Prosecutors filed mail fraud and wire fraud charges that carry up to 40 years in prison. Ceglia has pleaded not guilty.

Authorities are unable to pinpoint the moment Ceglia went missing last weekend. After slicing off his electronic monitoring bracelet, authorities said Ceglia attached it to a motor-driven device to make it appear as though he was still wearing it and moving around his home in Wellsville, New York.

When authorities visited Ceglia's home on Sunday, no one answered, according to documents filed in the 2nd U.S. Circuit Court of Appeals in Manhattan. However, they said they were able to hear a mechanical noise inside the home. They came back Sunday night with a search warrant and entered the home, where they found Ceglia's bracelet hanging from a contraption on the ceiling, according to the documents.

The bracelet's charger was also connected to a timer, allowing authorities to still receive the same reports they would get when Ceglia periodically charged his device, according to the documents.

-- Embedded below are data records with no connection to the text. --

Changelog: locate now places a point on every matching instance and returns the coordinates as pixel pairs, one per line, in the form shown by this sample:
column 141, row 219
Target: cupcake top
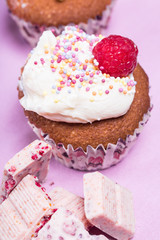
column 62, row 81
column 57, row 12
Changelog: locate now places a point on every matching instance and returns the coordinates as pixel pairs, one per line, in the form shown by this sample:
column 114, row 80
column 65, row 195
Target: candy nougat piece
column 63, row 198
column 33, row 159
column 65, row 225
column 22, row 211
column 108, row 206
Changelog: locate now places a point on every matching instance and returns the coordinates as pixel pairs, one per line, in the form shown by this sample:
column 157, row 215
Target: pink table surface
column 140, row 170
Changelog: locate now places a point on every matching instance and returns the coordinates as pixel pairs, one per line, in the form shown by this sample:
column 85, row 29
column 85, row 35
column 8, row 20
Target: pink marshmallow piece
column 108, row 206
column 33, row 159
column 63, row 198
column 22, row 211
column 65, row 225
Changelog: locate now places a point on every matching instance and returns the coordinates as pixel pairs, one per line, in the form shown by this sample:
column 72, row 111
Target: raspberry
column 116, row 55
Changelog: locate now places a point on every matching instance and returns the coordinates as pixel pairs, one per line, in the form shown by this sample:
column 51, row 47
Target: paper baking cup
column 32, row 33
column 93, row 158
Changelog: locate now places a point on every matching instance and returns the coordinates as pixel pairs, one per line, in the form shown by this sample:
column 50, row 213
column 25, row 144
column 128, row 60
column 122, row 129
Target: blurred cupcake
column 86, row 96
column 35, row 16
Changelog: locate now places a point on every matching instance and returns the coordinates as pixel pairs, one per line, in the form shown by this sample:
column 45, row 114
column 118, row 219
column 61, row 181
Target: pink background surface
column 140, row 170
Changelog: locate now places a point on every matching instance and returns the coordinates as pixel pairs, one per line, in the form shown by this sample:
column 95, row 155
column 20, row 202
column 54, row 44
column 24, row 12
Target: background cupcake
column 84, row 95
column 33, row 17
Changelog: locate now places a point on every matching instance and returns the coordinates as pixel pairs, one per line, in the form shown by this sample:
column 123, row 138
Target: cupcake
column 35, row 16
column 86, row 95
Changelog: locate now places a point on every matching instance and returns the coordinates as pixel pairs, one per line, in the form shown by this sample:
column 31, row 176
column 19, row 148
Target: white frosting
column 86, row 101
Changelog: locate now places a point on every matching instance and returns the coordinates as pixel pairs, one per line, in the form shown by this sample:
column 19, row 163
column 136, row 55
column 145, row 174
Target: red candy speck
column 116, row 55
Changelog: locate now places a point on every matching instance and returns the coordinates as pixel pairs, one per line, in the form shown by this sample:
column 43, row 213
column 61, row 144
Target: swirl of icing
column 61, row 81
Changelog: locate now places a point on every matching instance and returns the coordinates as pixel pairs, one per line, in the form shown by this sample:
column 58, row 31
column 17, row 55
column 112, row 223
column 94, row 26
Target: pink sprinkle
column 101, row 68
column 82, row 75
column 59, row 60
column 37, row 184
column 84, row 67
column 120, row 89
column 91, row 74
column 12, row 169
column 81, row 79
column 87, row 89
column 41, row 152
column 69, row 47
column 73, row 81
column 106, row 91
column 34, row 157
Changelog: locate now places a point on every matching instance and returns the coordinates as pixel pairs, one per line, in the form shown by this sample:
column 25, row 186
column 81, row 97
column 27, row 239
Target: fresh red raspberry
column 116, row 55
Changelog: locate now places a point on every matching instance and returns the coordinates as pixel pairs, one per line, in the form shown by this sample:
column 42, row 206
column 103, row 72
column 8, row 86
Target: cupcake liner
column 31, row 33
column 93, row 158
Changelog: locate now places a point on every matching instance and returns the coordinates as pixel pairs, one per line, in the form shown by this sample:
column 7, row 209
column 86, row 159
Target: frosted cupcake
column 86, row 95
column 35, row 16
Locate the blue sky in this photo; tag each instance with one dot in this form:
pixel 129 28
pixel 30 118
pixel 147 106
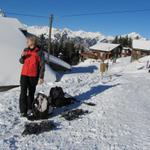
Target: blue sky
pixel 112 24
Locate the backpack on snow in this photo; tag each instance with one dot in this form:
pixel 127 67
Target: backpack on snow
pixel 41 107
pixel 58 98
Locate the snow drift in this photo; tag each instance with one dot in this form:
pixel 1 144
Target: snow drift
pixel 12 41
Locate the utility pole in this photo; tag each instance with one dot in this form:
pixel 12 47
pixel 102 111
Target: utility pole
pixel 50 35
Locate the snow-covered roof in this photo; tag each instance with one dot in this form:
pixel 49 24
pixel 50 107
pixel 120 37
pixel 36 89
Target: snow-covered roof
pixel 13 22
pixel 141 45
pixel 107 47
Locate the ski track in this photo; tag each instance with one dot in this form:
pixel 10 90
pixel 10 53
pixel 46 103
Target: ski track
pixel 119 121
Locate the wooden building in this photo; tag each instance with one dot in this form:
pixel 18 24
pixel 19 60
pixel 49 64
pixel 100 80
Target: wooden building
pixel 141 48
pixel 126 51
pixel 105 51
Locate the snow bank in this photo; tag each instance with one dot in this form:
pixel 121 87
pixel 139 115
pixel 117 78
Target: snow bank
pixel 12 42
pixel 57 61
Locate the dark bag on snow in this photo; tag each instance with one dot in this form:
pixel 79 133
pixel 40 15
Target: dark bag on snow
pixel 41 107
pixel 58 98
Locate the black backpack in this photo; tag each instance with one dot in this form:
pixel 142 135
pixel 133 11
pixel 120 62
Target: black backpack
pixel 41 107
pixel 57 98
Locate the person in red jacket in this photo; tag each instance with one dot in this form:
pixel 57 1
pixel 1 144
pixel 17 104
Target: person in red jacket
pixel 32 73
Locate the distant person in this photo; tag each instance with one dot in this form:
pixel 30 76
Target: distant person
pixel 32 74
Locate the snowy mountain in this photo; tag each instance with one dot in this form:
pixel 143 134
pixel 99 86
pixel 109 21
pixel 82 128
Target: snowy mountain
pixel 134 35
pixel 85 38
pixel 119 121
pixel 82 37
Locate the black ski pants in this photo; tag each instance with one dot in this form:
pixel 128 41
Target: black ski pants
pixel 28 88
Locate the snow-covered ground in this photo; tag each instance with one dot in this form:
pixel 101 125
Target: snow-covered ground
pixel 119 121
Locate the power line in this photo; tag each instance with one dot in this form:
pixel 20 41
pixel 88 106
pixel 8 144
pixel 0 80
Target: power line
pixel 107 13
pixel 82 14
pixel 26 15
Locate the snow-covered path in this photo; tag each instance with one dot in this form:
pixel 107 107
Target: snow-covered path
pixel 119 121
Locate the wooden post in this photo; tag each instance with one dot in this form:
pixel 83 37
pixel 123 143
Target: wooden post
pixel 50 36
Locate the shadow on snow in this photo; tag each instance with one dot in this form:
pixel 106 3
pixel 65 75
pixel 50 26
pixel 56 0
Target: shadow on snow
pixel 84 97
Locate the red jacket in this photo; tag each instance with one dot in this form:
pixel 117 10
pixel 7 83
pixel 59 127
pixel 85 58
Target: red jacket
pixel 33 63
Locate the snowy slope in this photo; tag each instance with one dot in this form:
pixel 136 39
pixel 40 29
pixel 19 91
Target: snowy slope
pixel 119 121
pixel 38 30
pixel 57 61
pixel 12 42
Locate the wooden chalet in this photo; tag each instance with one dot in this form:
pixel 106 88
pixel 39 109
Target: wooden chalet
pixel 141 48
pixel 103 51
pixel 126 51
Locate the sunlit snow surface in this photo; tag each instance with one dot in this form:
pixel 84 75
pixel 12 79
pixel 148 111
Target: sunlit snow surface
pixel 119 121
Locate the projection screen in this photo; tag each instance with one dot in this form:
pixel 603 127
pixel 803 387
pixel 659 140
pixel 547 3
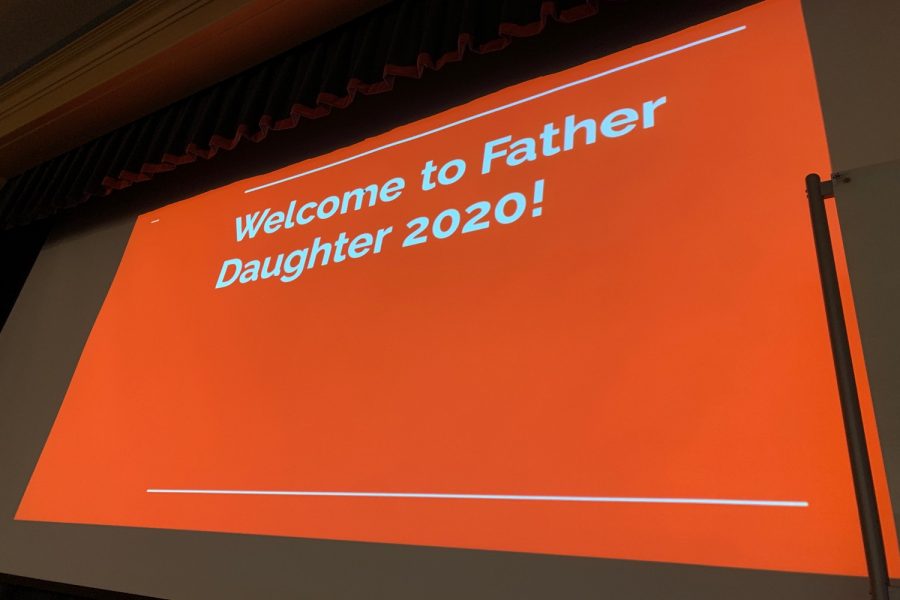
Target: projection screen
pixel 546 321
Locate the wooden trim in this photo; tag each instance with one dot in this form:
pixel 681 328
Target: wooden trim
pixel 138 32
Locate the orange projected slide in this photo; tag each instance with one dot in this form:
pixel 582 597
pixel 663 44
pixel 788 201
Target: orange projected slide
pixel 578 316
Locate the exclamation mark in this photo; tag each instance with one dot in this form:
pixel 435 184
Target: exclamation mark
pixel 538 197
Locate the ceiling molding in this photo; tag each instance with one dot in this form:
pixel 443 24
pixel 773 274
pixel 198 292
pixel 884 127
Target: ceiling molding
pixel 141 30
pixel 153 53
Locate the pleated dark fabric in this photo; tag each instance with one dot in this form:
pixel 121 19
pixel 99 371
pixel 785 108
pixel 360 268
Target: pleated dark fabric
pixel 400 39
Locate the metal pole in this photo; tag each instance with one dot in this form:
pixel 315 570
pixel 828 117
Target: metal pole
pixel 870 523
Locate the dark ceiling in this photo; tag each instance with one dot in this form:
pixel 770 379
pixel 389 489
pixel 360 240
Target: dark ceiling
pixel 31 30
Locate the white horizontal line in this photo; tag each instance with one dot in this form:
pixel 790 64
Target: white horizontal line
pixel 503 107
pixel 596 499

"The facts may suggest a high likelihood he may have [removed his bracelet on his own] but the actual fact that he did something is not there," Fogg said, suggesting there is no definitely proof that his client was the one who cut the bracelet.

Fogg said he has tried emailing Ceglia but has not received a reply.

A missing persons report was filed Wednesday for Ceglia's wife, Iasia Ceglia, and his two sons, Joseffinn, 11, and Leenan, 10, according to the Associated Press.

Iasia Ceglia's sister, Brianna Caster, told ABC News she wasn't surprised Ceglia "would attempt something like this" but said it was unlike her sister to simply leave without telling anyone.

"We don’t believe she would participate in this willingly," Caster said. "Just from what we know in the past, we wouldn't put it past him to say the kids are coming with me with or without you. She puts everyone before herself and would want to make sure her kids are safe."

The Associated Press contributed to this report.